I happened to have a Raspberry Pi 4B on hand, and I flashed Openwrt to do soft routing. At the same time, try to add various plugins to it.
Accessories Preparation
Raspberry Pi 4B development board 32G memory card one network cable
Select firmware
Here I am using Lean's Raspberry Pi openwrt firmware.

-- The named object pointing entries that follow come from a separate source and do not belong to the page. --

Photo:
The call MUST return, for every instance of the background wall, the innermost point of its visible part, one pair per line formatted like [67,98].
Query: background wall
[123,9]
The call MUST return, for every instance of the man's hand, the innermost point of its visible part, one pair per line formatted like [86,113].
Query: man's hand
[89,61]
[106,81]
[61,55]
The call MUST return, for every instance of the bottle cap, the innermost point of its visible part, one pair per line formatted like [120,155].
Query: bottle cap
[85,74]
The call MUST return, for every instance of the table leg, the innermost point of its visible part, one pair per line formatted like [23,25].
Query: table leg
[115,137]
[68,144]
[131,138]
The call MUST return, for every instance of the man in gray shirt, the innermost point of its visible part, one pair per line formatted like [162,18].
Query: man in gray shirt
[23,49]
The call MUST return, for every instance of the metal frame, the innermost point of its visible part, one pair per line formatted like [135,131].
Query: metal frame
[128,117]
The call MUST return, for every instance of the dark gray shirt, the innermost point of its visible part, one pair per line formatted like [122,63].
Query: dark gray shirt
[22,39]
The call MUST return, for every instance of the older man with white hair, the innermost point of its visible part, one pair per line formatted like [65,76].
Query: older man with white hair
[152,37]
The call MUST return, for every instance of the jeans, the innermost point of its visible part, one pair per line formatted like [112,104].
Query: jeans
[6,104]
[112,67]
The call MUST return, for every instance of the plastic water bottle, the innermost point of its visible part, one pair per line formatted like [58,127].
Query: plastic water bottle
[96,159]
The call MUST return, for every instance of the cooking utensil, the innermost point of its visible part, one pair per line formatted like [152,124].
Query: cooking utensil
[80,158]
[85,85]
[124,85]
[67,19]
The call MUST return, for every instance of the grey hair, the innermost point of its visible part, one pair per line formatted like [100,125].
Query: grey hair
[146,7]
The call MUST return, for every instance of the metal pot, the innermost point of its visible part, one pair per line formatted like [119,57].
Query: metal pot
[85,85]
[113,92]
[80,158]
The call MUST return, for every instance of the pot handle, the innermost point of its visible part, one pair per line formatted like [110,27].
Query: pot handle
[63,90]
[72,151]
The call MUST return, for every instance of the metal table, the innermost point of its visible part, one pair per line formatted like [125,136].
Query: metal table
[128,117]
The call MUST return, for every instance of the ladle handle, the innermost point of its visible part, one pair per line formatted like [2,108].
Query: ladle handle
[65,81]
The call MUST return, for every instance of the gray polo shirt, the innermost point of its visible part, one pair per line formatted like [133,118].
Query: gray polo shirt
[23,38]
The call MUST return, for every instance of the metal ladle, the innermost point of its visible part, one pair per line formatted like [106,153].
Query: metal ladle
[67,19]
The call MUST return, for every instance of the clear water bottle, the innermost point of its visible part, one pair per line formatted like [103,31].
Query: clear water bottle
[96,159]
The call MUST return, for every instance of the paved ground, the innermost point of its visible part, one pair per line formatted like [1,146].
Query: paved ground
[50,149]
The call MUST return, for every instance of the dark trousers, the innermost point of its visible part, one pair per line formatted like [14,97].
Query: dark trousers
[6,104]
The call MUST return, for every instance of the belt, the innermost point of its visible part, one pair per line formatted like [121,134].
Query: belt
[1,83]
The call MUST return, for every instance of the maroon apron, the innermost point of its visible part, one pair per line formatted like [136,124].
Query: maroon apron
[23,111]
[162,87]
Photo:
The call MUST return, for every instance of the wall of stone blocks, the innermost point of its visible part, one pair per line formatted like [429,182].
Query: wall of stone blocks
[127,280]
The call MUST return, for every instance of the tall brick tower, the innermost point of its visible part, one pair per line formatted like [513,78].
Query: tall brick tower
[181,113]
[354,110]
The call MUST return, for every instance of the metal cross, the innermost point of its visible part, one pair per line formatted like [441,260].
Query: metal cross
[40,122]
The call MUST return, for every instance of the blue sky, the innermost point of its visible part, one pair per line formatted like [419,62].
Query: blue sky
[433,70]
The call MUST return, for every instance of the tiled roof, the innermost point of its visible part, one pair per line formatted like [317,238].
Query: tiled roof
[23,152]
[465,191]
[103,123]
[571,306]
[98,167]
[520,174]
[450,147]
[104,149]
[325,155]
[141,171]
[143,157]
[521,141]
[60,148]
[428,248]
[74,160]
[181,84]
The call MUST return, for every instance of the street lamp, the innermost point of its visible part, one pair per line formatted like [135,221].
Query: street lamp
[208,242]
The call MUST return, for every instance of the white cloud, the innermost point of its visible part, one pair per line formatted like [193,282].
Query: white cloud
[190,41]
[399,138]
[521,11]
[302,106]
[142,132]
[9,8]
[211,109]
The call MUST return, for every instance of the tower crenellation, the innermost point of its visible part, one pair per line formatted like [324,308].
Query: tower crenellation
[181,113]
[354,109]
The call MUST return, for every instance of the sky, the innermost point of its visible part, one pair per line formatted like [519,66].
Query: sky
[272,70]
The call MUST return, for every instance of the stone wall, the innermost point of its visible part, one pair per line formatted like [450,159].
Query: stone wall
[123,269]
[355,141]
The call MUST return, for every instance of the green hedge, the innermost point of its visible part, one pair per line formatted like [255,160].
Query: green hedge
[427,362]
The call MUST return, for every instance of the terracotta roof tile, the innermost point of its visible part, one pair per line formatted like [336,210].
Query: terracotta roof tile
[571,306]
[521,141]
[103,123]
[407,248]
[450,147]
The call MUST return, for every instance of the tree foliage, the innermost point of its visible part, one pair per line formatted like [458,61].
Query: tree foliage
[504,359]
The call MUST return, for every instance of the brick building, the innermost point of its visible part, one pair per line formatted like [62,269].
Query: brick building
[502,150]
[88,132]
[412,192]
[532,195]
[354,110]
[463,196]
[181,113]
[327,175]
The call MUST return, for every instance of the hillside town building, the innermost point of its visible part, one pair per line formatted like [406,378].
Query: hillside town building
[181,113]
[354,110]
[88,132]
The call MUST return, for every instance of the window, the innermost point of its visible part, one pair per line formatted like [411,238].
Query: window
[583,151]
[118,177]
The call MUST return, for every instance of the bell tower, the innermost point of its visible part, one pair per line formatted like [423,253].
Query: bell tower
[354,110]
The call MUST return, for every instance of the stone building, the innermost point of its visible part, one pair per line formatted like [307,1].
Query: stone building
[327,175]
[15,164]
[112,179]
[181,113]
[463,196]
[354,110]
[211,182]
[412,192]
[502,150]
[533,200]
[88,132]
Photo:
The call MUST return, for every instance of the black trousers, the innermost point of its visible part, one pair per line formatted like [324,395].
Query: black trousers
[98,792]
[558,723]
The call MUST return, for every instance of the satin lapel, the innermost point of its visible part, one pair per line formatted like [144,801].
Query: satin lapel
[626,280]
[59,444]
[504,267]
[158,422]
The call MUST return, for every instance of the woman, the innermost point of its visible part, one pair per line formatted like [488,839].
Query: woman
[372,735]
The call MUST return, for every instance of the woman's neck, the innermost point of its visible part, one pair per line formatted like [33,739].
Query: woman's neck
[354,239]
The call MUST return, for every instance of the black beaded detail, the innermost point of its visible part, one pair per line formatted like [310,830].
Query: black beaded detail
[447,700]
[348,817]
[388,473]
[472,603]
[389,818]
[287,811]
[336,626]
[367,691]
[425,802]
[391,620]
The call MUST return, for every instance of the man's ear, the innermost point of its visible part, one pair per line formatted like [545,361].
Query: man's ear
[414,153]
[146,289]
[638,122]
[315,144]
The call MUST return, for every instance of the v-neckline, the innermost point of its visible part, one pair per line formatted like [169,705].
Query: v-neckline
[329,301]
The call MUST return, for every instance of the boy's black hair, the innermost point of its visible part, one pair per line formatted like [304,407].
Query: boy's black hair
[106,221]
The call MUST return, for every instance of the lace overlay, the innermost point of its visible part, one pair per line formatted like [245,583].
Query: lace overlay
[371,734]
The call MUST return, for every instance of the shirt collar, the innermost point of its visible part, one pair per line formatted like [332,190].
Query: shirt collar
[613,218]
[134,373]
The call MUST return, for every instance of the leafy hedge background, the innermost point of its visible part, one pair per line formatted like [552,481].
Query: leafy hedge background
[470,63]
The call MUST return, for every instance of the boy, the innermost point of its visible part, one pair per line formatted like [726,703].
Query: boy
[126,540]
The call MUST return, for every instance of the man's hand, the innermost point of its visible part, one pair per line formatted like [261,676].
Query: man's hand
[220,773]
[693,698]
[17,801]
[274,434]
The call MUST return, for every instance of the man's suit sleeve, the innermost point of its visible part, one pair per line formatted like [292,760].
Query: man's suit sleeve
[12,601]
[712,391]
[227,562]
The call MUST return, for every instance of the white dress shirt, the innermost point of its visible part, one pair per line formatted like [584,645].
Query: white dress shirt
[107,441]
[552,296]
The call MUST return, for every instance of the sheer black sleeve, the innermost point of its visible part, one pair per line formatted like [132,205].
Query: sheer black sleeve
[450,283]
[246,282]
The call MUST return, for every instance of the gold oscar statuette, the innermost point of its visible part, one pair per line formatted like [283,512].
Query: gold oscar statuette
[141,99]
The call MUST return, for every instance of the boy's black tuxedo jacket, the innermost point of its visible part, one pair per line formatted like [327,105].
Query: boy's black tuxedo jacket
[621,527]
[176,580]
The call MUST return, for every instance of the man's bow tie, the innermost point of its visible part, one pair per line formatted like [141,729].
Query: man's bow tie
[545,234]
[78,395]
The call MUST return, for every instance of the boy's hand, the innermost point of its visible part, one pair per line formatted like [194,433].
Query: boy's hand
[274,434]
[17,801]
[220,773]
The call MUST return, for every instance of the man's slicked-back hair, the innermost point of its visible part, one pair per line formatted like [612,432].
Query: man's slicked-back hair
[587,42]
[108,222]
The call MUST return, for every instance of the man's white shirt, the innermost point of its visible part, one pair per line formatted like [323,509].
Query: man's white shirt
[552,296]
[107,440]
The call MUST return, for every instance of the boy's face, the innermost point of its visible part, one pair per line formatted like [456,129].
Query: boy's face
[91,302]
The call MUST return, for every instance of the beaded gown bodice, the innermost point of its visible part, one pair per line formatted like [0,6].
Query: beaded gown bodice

Author's project address: https://github.com/coolsnowwolf/openwrt
Flash firmware
Open the tool win32, select the firmware and disk location as follows, click Write
After the write is successful, insert the card into the Raspberry Pi. Start the Raspberry Pi.
Login the background
Connect the Raspberry Pi's network port to your computer with a network cable, and then enter 192.168.1.1 in the browser. If the connection is fine, it will jump directly to the openwrt background interface.
Default username: root
Default login password: password
Add interface
Add a wan port, the protocol is DHCP client, check the Ethernet adapter eth0 in the physical settings
The Advantages of Openwrt
The difference between openwrt and other firmware is that it can install many plug-ins. Such as advertising blocking, cloud disk download acceleration, etc.
Network storage
Of course, we can also use Nginx and PHP environments on the router. In other words, we can build the router into a small server.
Configure ssh
Why can’t you log in to ssh for your own things? Many router firmware cannot be logged in with ssh, while openwrt is very simple.
Configure ssh
Log in ssh
Build a blog
Modify nginx configuration file
user root root;
worker_processes 1;
pid /var/run/nginx_kodexplorer.pid;
events {
worker_connections 1024;
}
http {
include /etc/nginx/mime.types;
sendfile on;
keepalive_timeout 65;
server {
listen 8081;
server_name localhost;
location/{
root /mnt/www/;
index index.html index.htm index.php;
}
error_page 500 502 503 504 /50x.html;
location=/50x.html {
root html;
}
location ~ \.php$ {
root /mnt/www/;
try_files $uri=404; # PHP file does not exist and returns 404
fastcgi_pass unix:/var/run/php7-fpm.sock; # Execute PHP through Unix sockets
fastcgi_index index.php;
fastcgi_param SCRIPT_FILENAME $document_root$fastcgi_script_name; # Fix Nginx fastcgi vulnerability
include /etc/nginx/fastcgi_params;
}
}
}
Test probe file
Installing typecho
In this way, an inconspicuous router is built into a server.